In many grammars, the syntax (formal structure) and semantics (meaning) are strongly interlinked in so far as the meaning of a complete sentence is in part determined (according to the so-called 'rule-to-rule hypothesis') by the manner in which its constituent words and phrases are syntactically related. We discuss this further in a later part of this tutorial. For the present, we wish merely to stress the fact that every well-formed sentence in a natural language has a formal syntactic structure, and that we can unambiguously describe that structure irrespective of whatever meanings it may be used to convey. We need, that is, to be able to specify all the possible forms of acceptable sentences in the English language (or at least, in the subset of English which we expect our system to handle), and to do so in a manner that enables us to write computer programs which, given strings of words as input, will distinguish between those that we feel as native speakers to be grammatical sentences in English and those that are not.

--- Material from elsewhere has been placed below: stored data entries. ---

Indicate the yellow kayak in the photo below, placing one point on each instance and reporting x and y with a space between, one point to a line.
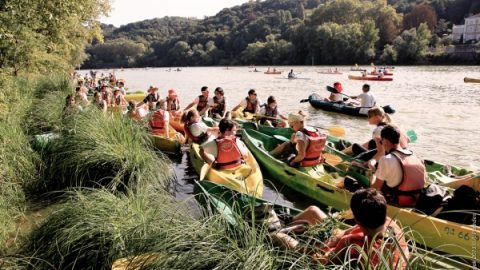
138 97
246 178
471 80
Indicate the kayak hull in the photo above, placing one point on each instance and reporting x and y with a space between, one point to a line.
370 78
442 235
342 107
471 80
246 178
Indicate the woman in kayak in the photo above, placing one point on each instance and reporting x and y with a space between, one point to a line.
227 151
272 115
306 145
336 97
375 235
218 107
378 118
195 129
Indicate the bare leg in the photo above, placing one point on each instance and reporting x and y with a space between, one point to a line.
312 215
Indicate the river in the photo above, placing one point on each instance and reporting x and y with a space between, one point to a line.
432 100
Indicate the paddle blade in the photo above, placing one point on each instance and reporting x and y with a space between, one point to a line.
204 171
412 136
336 131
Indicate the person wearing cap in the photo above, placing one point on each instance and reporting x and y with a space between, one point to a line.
336 97
272 115
173 103
227 151
218 107
151 98
201 101
118 99
367 99
308 141
251 104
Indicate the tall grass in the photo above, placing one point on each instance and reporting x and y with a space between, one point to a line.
18 162
99 150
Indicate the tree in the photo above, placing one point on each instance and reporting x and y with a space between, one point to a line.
412 44
47 35
420 14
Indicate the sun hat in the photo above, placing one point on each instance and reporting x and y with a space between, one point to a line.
338 86
172 92
295 117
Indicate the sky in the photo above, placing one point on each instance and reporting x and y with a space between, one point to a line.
127 11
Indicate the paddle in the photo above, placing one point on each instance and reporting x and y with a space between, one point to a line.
204 171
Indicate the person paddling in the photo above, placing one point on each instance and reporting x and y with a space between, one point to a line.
336 97
367 99
201 101
273 116
375 236
307 143
196 130
226 152
400 174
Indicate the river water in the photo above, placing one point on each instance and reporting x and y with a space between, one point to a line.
432 100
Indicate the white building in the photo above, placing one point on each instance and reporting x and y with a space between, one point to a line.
470 30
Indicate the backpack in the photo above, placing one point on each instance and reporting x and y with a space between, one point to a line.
432 198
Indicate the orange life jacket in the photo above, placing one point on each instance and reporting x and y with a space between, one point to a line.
251 106
228 154
173 105
202 103
413 180
374 247
313 153
157 122
200 139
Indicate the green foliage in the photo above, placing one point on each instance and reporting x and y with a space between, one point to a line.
46 35
412 44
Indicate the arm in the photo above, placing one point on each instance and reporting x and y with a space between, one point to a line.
301 152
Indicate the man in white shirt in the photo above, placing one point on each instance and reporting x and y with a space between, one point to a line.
367 100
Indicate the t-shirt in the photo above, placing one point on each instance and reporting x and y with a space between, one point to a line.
300 136
336 97
389 170
211 147
263 110
367 100
152 97
243 103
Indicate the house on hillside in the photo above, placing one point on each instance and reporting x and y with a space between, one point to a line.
469 31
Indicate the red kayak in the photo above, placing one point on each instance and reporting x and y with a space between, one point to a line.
370 78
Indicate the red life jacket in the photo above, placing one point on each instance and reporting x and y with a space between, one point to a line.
202 103
313 153
374 247
157 122
413 180
220 108
200 139
228 154
173 105
251 106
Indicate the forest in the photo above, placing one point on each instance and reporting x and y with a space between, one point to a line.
291 32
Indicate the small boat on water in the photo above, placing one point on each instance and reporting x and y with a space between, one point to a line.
247 178
318 103
369 78
272 72
321 183
471 80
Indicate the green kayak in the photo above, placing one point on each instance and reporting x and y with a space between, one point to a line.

There are two strong motivations for this: in the first place, such a program would capture our intuitions as speakers of English about the formal structure of English sentences. We will want our program to be able to distinguish, for example, between novel but perfectly grammatical strings such as those in (1) and non-sentences of the kind exemplified in (2):

a. All stuffed grey elephants are moderately inflammable.
b. There are no such things as triangular virtues.
a. *Inflammable all grey moderately elephants stuffed are.
b. *There are are are are as as virtues.

(Note the asterisk in front of the sentences in (2). It is conventional to indicate that a string is ill-formed by prefixing a "*", and such strings are often called 'starred' sentences'.)

Task. From your own informal knowledge of English grammar, try and describe what makes the strings of words in (2) ungrammatical. Now try and say (and this is more difficult) what makes those in (1) grammatical.

Although I am referring to 'English' throughout, the principles described throughout this tutorial of course apply to any natural language.